The couple I've been checking on are in the $150-$250 range unless I decide to just cheap out and get a whole rifle kit for $400, which would either be steel or nitrided.
This triggered me a little - I've bought hundreds of $150-250 AR barrels in my life, but man, it REALLY pisses me off to think about how $150-250 just doesn't buy the same barrels it used to buy just a few short years ago. Hell, I'm not sure you can still get a cheap Criterion for $250, let alone chambered in 300blk. But that's about the quality level I'd prefer. I've had too many Faxon barrels which just don't shoot (especially their gunner profile - which you really can't do with a pistol length gas anyway), so I don't point guys to their door, same with Odin. I haven't been knocked off of my feet by Ballistic Advantage barrels, but for their price, I don't recall ever being disappointed in how they shoot. But at that price and wanting accuracy, I'm REALLY not looking for any barrel with fluting or nitriding, nothing which increases cost in any way, and I want all of the money to be in the bore. When Shilens and Kriegers went over $400, I used a LOT of Black Hole Weaponry/True Sporting Arms barrels, but they're also out of the $250 cap - I bought a dozen Tactical Ordnance barrels (almost all have been their EV-5 poly-rifled barrels, only a few of their inexpensive, traditional cut "Pro" barrels, the EV5's DO shoot notably better and clean easier (and should last longer than conventional cut rifling), but Pro's have been sub-moa barrels for sub-$200 also). PSA's standard barrels tend to be fine, and some days, I can convince myself to take a risk on a $100 barrel, but I think it's easy to guarantee better performance with a $250+ price tag (again, not including any barrels which are increased in cost due to fluting, carbon fiber, cerakote, nitriding, etc).

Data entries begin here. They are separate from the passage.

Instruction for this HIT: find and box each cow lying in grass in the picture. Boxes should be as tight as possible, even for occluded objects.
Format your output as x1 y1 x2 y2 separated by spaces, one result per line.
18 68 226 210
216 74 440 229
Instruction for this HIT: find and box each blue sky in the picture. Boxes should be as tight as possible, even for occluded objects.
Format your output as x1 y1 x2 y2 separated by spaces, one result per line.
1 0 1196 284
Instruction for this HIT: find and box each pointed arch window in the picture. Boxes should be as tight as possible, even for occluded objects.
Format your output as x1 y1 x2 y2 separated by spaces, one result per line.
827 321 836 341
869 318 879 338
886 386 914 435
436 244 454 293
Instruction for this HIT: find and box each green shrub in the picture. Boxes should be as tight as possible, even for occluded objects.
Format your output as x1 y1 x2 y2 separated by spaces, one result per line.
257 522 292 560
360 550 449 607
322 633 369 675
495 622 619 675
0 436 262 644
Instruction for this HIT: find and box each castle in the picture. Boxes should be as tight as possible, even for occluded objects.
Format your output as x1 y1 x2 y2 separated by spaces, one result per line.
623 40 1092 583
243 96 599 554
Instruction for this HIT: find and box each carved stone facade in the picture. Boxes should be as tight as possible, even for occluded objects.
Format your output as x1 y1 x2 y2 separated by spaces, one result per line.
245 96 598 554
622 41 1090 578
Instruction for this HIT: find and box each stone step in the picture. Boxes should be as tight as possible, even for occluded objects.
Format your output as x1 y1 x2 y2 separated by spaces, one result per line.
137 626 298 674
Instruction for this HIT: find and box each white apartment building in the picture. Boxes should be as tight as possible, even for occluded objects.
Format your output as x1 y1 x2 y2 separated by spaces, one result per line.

In general, I do tell folks to only buy kits if it's the cheapest way into the cheapest rifle they could tolerate. It DOES happen that a guy can pin a cheap upper onto a cheap lower and end up cheaper than a complete rifle - but really only for the cheapest of cheap carbines. An option there, naturally, is to buy the cheap kit, sell the barrel and FCG, and upgrade those components. A guy can put together a REALLY cheap, REALLY small shooting AR by doing so - I've rebuilt a lot of kit rifles with better barrels, better triggers, and free-floating handguards to produce sub-MOA rifles for under $1000. That's easier to do these days since more kits are already free floating, but a little hard to swallow the fact that instead of $300 for the kit, $250 for the barrel, $180 for the trigger, and $250 for a float tube, now we don't have to buy the new handguard, but that $250 for the tube got cut in thirds and stuck into the other components because of Bidenomics... Considering a sometimes-suppressed doublestamp 300blk, I'd look long and hard at an adjustable gas block. Don't be afraid to drill a hole or mill a clearance pocket in your handguard to allow access to your adjustment screw. I use JP low-profile detent adjustable gas blocks under handguards on several of my doublestamp uppers, with the corresponding allen key stored in the stock. I prefer to nest the can on my doublestamps to give me as much room on the handguard as I can get.
Might find some good memorial day sales coming up, and if you're REALLY committed to waiting for deals, Black Friday will almost always see some good prices on barrels.